RayMarron writes "It seems that NAI's IP lawyers have been billing some hours recently by sending nastygrams asking companies/individuals to stop using their trademarked term 'Sniffer.' Steve Gibson of Gibson Research Corporation has received one. The full text is posted on his news server, and I'm sure one of our readers will post it here. Or visit news.grc.com, grc.news and grc.news.feedback groups. A student at Stanford received one as well and forwarded it to the faculty to handle. Both Gibson (relating a conversation with his IP attorneys) and Stanford's reply seem to agree that 'sniffer' is too generic a term to be a viable trademark and can't be effectively enforced. Is there an IP lawyer in the house?"

1 of 76 comments (clear)

  1. Re:McDonald's lawsuit by Murrow · · Score: 1, Offtopic
    Actual Facts about the McDonald's Case

    A quote of the first paragraph:


    There is a lot of hype about the McDonalds' scalding coffee case.

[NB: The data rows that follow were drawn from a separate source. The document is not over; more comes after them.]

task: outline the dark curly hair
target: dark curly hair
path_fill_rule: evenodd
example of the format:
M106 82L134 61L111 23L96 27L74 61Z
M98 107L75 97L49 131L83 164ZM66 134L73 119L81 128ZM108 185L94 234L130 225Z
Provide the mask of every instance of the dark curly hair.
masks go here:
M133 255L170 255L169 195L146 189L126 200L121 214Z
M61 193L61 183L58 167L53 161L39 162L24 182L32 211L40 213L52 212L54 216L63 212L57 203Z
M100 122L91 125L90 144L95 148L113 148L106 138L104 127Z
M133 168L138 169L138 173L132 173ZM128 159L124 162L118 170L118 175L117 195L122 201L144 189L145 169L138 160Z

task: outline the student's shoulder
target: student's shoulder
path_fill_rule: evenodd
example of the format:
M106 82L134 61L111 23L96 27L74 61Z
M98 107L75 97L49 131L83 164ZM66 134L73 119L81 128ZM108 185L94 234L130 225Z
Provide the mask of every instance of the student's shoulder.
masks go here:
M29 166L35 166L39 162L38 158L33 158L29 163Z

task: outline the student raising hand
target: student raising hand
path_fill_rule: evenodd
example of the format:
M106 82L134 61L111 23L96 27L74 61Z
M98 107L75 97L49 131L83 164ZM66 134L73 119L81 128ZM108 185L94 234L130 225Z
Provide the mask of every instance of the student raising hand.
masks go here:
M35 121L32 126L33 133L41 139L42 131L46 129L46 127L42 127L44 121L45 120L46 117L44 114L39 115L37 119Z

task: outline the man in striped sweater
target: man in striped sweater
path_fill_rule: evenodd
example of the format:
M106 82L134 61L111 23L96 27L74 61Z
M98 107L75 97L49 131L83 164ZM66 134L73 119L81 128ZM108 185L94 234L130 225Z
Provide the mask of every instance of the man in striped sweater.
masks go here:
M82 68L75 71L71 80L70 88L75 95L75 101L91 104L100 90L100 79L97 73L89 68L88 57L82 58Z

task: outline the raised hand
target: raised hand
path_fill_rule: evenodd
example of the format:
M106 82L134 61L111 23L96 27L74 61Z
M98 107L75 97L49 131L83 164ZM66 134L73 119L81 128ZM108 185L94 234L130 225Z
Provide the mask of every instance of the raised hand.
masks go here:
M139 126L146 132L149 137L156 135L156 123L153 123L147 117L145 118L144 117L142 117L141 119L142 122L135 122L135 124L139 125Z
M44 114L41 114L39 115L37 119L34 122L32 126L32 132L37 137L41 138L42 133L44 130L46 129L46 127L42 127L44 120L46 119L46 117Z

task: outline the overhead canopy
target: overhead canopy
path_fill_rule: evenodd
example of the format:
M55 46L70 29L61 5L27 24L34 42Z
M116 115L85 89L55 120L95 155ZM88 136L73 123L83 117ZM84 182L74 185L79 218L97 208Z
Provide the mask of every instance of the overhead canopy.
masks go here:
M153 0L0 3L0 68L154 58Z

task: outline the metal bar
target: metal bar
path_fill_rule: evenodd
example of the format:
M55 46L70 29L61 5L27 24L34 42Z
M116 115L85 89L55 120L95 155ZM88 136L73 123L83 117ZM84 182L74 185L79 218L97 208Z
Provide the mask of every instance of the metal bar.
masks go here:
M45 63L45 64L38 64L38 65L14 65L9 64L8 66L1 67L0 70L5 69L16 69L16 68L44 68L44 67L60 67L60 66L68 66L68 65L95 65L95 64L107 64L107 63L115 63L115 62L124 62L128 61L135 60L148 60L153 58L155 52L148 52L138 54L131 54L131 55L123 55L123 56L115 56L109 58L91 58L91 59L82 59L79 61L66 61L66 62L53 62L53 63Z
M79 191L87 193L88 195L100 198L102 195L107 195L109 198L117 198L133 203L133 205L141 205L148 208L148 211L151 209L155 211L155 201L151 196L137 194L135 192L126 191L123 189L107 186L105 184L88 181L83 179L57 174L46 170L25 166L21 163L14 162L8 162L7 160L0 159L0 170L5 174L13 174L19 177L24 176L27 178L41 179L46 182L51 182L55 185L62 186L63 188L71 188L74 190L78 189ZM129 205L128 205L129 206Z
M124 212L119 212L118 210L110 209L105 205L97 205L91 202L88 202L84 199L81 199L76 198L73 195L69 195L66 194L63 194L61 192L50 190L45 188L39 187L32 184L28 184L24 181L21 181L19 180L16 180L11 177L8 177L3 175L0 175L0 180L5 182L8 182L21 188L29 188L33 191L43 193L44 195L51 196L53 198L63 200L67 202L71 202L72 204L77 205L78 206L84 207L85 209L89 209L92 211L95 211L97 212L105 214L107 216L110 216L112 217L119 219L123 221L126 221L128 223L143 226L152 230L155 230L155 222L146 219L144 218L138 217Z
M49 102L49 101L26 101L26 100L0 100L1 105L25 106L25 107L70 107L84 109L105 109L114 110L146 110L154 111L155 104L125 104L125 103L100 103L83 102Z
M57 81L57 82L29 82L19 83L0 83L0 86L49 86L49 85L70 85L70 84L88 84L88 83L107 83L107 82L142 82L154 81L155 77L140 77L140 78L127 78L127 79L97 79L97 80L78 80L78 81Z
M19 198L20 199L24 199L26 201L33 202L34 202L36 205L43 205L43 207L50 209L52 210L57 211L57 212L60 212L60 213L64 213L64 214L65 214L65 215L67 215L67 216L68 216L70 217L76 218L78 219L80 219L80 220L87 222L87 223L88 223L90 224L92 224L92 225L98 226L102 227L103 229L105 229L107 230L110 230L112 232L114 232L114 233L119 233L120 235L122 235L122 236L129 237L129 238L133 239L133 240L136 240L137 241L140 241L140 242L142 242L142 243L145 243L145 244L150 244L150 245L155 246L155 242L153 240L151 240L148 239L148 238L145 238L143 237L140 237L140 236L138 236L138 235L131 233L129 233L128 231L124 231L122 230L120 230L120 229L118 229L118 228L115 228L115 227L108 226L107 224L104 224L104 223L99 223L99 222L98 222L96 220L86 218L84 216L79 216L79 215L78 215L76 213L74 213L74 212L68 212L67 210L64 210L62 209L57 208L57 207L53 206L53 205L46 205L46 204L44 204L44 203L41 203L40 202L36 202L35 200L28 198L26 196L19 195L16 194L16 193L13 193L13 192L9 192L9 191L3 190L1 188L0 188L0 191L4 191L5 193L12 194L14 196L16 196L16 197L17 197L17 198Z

No
    one is in favor of frivolous cases of outlandish results; however, it is
    important to understand some points that were not reported in most of
    the stories about the case. McDonalds coffee was not only hot, it was
    scalding -- capable of almost instantaneous destruction of skin, flesh
    and muscle. Here's the whole story.


    Read the full article for more. Having read it, I think there was enough of a case to make the trial worthwhile.

    I don't see how a product liability case has much to do with a trademark case, though.